The standard first entry in sys.path is an empty string,

# and os.path.abspath('') expands to os.getcwd().
del sys.path[0]

if name == 'main': from conda.cli import main sys.exit(main())


the machine file machine-slurm.json : { "train": [ { "machine": { "batch": "slurm", "work_path": "/home/XXX/scratch/deepmd_bob/dpwork" }, "resources": { "numb_node": 1, "numb_gpu": 0, "task_per_node": 8, "with_mpi": false, "name": "dp_pj", "partition": "pub", "time_limit": "3600:00:00", "exclude_list": [], "source_list": [ " ~/.bashrc","conda activate deepc" ], "module_list": [] }, "command": "dp", "group size": 1 } ], "model_devi": [ { "machine": { "batch": "slurm", "work_path": "/home/XXX/scratch/deepmd_bob/dpwork" }, "resources": { "numb_node": 1, "numb_gpu": 0, "task_per_node": 16, "with_mpi": false, "partition": "pub", "name":"lmp", "time_limit": "3600:00:00", "exclude_list": [], "source_list": [ " ~/.bashrc","conda activate deepc"], "module_list": [] }, "command": "mpirun -np 8 /scratch/XXX/anaconda3_bob/envs/deepc/bin/lmp ", "group_size": 2 } ], "fp": [ { "machine": { "batch": "slurm", "work_path": "/home/XXX/scratch/deepmd_bob/dpwork" }, "resources": { "numb_node": 1, "numb_gpu": 0, "task_per_node": 16, "exclude_list": [], "with_mpi": false, "name": "aimd_zcb", "source_list": [], "module_list": [ "module load intel" ], "partition": "pub", "time_limit": "3600:00:00", "_comment": "that's All" }, "command": " srun -n 16 /project/XXX/00_apps/vasp6.1_isif_vtst_bob", "group_size": 10 } ] }


Please help me out of this.

AnguseZhang commented 3 years ago

Thanks for your report and necessary information.

First, as DP-GEN reports, "2021-04-01 17:10:17,402 - INFO : job 604657a5-597a-4185-9b24-b6f62216e38b terminated, submit again", a DeePMD-kit job fails. So you merely need to figure out what happens on your DeePMD-kit job, which means that you don't need to worry about DP-GEN.

Second, you enter the path of your DeePMD-kit jobs, and you will see a file, named "xxxx.sub". What you need is to try to modify this script to be submitted to Slurm.

Third, one common error related to conda is its activation.
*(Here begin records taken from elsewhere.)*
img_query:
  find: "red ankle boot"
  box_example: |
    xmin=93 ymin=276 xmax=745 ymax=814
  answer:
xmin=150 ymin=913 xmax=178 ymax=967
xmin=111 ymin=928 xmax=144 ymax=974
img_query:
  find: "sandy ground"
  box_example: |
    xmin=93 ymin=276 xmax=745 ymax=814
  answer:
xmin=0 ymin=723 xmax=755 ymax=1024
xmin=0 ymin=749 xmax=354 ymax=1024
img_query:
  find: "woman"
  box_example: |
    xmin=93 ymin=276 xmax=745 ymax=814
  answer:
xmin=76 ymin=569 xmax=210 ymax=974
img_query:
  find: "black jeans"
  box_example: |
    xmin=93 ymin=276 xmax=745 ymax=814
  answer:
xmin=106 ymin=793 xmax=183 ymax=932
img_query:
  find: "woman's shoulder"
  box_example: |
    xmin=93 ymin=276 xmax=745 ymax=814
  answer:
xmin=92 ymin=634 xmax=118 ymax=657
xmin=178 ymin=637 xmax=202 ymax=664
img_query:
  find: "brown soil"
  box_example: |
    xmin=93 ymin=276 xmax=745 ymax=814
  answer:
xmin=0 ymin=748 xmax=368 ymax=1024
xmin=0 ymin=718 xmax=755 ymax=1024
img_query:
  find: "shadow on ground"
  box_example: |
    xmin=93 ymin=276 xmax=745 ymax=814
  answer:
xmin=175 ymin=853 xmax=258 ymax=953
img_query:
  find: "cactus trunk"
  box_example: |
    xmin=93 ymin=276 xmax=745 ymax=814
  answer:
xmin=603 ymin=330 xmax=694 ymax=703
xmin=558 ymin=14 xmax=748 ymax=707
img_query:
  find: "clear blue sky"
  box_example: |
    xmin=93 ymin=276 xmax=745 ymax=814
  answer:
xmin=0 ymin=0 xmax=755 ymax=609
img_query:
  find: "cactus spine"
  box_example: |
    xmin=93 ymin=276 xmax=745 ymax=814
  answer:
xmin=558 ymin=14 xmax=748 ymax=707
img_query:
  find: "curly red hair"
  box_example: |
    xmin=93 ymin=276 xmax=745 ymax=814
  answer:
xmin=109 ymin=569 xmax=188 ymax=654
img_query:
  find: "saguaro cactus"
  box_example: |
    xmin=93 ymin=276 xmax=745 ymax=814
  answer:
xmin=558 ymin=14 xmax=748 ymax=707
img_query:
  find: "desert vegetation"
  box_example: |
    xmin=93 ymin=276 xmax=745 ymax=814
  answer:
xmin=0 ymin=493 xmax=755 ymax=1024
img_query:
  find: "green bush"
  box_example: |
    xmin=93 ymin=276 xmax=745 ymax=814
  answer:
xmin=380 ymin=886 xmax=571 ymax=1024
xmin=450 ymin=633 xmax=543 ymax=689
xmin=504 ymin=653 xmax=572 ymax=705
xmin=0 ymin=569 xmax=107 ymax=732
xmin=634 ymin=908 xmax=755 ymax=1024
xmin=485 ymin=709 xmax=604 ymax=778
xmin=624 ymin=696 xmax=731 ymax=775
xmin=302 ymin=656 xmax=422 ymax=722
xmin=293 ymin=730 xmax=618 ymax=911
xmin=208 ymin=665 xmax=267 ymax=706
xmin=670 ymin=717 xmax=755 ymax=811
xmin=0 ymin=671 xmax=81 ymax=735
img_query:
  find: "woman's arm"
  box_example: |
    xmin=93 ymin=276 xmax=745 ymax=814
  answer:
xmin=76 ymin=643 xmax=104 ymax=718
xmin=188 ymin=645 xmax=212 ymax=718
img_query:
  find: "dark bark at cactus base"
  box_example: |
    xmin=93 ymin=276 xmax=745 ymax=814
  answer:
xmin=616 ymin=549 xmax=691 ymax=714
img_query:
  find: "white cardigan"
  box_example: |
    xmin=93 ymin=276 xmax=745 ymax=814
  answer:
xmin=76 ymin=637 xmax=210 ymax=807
If you specify "source_list" in machine.json as " [ ~/.bashrc","conda activate deepc"]," in your "xxx.sub" file, it may write like "source ~/.bashrc" and "source conda activate deepc", right? So you can replace it with "activate deepc" and in your "xxx.sub" file, it should write "source activate deepc". Then you can manually "sbatch" this script and see whether DeePMD-kit can work.

AnguseZhang commented 3 years ago

I also have a question. Since your record.dpgen demonstrates that the first iteration (iter0) has successfully finished, what's the reason that iter1 fails? What's difference of the environment of machine file ?

zcb-code commented 3 years ago

Yes, after I replace the source conda activate deepc, to conda activate deepc,it wok. Thanks.

zcb-code commented 3 years ago

I also have a question. Since your record.dpgen demonstrates that the first iteration (iter0) has successfully finished, what's the reason that iter1 fails? What's difference of the environment of machine file ? I have rerun from the 0 3, I found " module load module load intel" , but it worked well with VASP.

AnguseZhang commented 3 years ago

This issue is solved. I've closed this issue. If there is still any problem, you can reopen this issue or create a new issue.